Both those two points are debatable. His permanently heightened self-consciousness appears to prevent him from ever being truly happy, he says, spoiling everything (and I mean everything); and on the second point, I don’t think he’s ever had that kind of “edge” anyway, he’s never been the tortured soul type. But what having a child has evidently done for Herring is give him a new vehicle for his over-active, over-anxious mind. Herring has been mining this particular aspect of his personality for years – over-thinking, then over-sharing – and it’s hardly surprising that it’s been sent into overdrive by having a new-born baby to keep alive.

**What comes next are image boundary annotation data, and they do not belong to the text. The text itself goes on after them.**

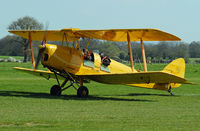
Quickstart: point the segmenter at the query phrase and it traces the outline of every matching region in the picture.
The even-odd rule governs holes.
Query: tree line
[[[32,30],[43,29],[43,24],[38,22],[35,18],[25,16],[13,21],[9,26],[9,30]],[[60,45],[61,42],[50,42]],[[88,39],[81,39],[80,46],[85,48]],[[142,61],[140,43],[132,42],[132,52],[135,62]],[[39,42],[35,42],[34,52],[37,56]],[[71,44],[72,45],[72,44]],[[191,43],[183,42],[158,42],[158,43],[144,43],[147,61],[150,62],[170,62],[175,58],[200,58],[200,42],[193,41]],[[8,35],[0,39],[0,55],[6,56],[24,56],[24,62],[27,61],[30,54],[28,40],[15,36]],[[129,61],[128,44],[127,42],[109,42],[103,40],[92,39],[88,50],[93,50],[98,53],[104,53],[117,61]]]

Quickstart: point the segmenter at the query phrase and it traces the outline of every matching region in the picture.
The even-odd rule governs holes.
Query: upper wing
[[[108,30],[11,30],[10,33],[32,40],[42,41],[46,33],[47,41],[77,41],[80,38],[95,38],[108,41],[127,41],[129,34],[130,41],[179,41],[177,36],[157,29],[108,29]]]
[[[157,29],[110,29],[110,30],[79,30],[83,37],[96,38],[108,41],[180,41],[177,36]]]
[[[162,71],[124,74],[84,75],[84,77],[107,84],[186,83],[186,79]]]
[[[65,30],[10,30],[10,33],[21,36],[25,39],[29,39],[31,35],[32,40],[42,41],[77,41],[80,37],[74,35],[76,29],[65,29]]]

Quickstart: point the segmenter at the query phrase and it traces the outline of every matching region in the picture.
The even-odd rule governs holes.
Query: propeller
[[[48,24],[46,24],[46,31],[44,32],[44,38],[42,40],[42,43],[41,43],[41,45],[39,45],[39,52],[38,52],[38,56],[36,59],[35,69],[38,69],[39,63],[42,58],[42,54],[46,48],[45,44],[46,44],[47,28],[48,28]]]

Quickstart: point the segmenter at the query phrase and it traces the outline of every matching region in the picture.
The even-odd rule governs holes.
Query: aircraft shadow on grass
[[[143,99],[127,99],[127,98],[116,98],[108,96],[96,96],[91,95],[86,98],[80,98],[76,95],[61,95],[51,96],[48,93],[38,92],[24,92],[24,91],[0,91],[0,96],[14,96],[14,97],[26,97],[26,98],[46,98],[46,99],[63,99],[63,100],[111,100],[111,101],[138,101],[138,102],[155,102],[153,100]]]
[[[168,97],[179,97],[179,95],[170,95],[170,94],[151,94],[151,93],[129,93],[119,96],[168,96]]]

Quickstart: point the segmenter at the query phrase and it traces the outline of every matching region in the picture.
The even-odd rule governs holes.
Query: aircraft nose
[[[46,46],[45,46],[45,45],[39,45],[39,48],[40,48],[40,49],[45,49]]]

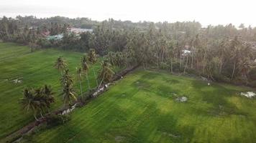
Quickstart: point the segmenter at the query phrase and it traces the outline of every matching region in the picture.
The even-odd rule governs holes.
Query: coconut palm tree
[[[63,71],[67,67],[67,63],[63,56],[59,56],[55,64],[54,67],[57,69],[59,72],[60,72],[61,76],[63,75]]]
[[[73,80],[69,75],[68,69],[65,70],[65,73],[61,79],[63,84],[63,92],[64,99],[64,106],[67,107],[71,102],[71,99],[76,101],[76,92],[73,88]]]
[[[110,69],[110,64],[106,60],[101,64],[101,70],[98,75],[98,79],[101,81],[99,88],[101,84],[106,84],[111,82],[112,79],[114,72]],[[98,89],[99,89],[98,88]]]
[[[82,74],[83,74],[83,71],[82,71],[82,68],[81,67],[77,68],[76,74],[77,74],[77,79],[79,81],[81,96],[81,97],[83,97],[83,90],[82,90],[82,86],[81,86],[81,79],[82,79]]]
[[[89,57],[88,57],[88,61],[92,64],[95,64],[97,61],[97,56],[95,51],[94,49],[89,49]],[[94,74],[94,78],[96,79],[96,82],[98,86],[98,80],[96,79],[96,75],[95,74],[95,69],[94,66],[93,66],[93,74]]]
[[[52,92],[52,89],[50,86],[45,84],[45,87],[42,89],[41,94],[46,104],[46,107],[49,112],[50,104],[55,102],[55,98],[53,96],[55,92]]]
[[[89,66],[87,64],[87,60],[86,60],[86,56],[84,55],[82,59],[81,59],[81,66],[82,66],[82,69],[83,73],[86,74],[86,78],[87,79],[87,84],[88,84],[88,89],[90,90],[90,83],[89,83],[89,79],[88,77],[88,72],[89,71]]]
[[[20,99],[23,109],[27,111],[32,111],[35,119],[38,121],[37,114],[42,113],[45,104],[40,98],[38,89],[35,91],[33,89],[25,89],[23,91],[23,98]]]

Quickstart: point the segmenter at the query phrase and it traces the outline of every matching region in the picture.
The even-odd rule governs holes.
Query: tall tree
[[[64,106],[67,107],[70,104],[72,100],[76,101],[76,92],[73,89],[73,80],[72,77],[68,73],[68,69],[64,71],[64,74],[61,79],[63,85],[63,92],[64,99]]]
[[[63,72],[67,67],[67,63],[63,56],[59,56],[57,59],[54,67],[57,69],[60,72],[61,76],[63,76]]]

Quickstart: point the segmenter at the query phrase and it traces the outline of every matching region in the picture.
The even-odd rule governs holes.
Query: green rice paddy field
[[[12,43],[0,43],[0,140],[15,130],[34,120],[33,116],[22,111],[19,99],[22,97],[25,87],[38,87],[50,84],[56,92],[56,103],[53,109],[62,106],[63,97],[60,95],[60,74],[53,65],[59,56],[63,56],[70,72],[76,79],[76,67],[79,66],[82,53],[64,51],[53,49],[31,53],[29,47]],[[94,65],[95,70],[100,67]],[[92,68],[89,72],[91,87],[96,86]],[[19,79],[22,83],[15,84]],[[82,83],[83,90],[87,89],[87,82]],[[76,84],[80,94],[78,84]]]
[[[75,73],[82,54],[52,49],[29,53],[14,44],[1,44],[0,50],[0,137],[4,137],[33,120],[17,102],[23,88],[50,84],[58,92],[55,60],[63,56]],[[22,77],[22,84],[4,80],[17,77]],[[66,124],[41,129],[24,142],[255,142],[256,99],[239,94],[252,90],[137,69],[76,109]],[[56,96],[55,107],[61,104],[61,96]],[[177,101],[182,97],[188,100]]]
[[[138,70],[32,142],[255,142],[252,90]],[[180,102],[176,99],[188,98]]]

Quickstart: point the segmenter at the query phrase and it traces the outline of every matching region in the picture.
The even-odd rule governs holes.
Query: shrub
[[[47,125],[48,127],[55,127],[64,124],[70,120],[69,115],[50,115],[47,118]]]

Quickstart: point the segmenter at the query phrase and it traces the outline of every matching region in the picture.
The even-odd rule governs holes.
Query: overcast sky
[[[256,0],[0,0],[0,16],[17,15],[256,26]]]

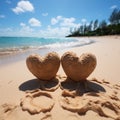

In which case, fatherhood is probably good for Herring’s comedy, not erosive. It plays into his hands. This new touring show, “Happy Now?”, backs this up. It presents Herring as a comic on good form, energised by his new muse. He revels in making deliciously dark jokes about being a bad parent, and reveals his concerns at coming to parenthood late in life – as his own father did. There are plenty of laugh-out-loud moments such as a few digs at his old comedy cohort Stewart Lee and a comment about Princess Anne that is tantamount to treason.

There’s a lot of comedic low-hanging fruit when it comes to parenthood – kids say the funniest things, everything sounding like a double entendre – and Herring deftly dodges that. He also slips in a few sincere moments about the sheer joy of being a father – just enough to ground the show, not enough to make it cloying. In those senses, this is a finely judged show. Having said that, his “nursery rhymes are really absurd” routine seems a bit easy, and his testing out on us of what makes baby Phoebe laugh is an original idea, but it doesn’t quite work.

Compared to previous shows it feels more like a series of routines than a fully formed whole, too scattergun to ever feel really coherent as, say, Headmaster’s Son or Hitler Moustache. It’s also a shame that the second half was given over to mainly newish material. It seems this is completely acceptable in comedy to have large sections of undercooked routines when people are paying full price, it seems the horse has bolted on this one so I won’t complain too much.

The second half did at least have a routine about a humble doormat that his in-laws have – and it’s a classic of the Herring “pedantically pick something apart” genre. Bottom line, this is yet another strong solo show by Herring. Chalk it up.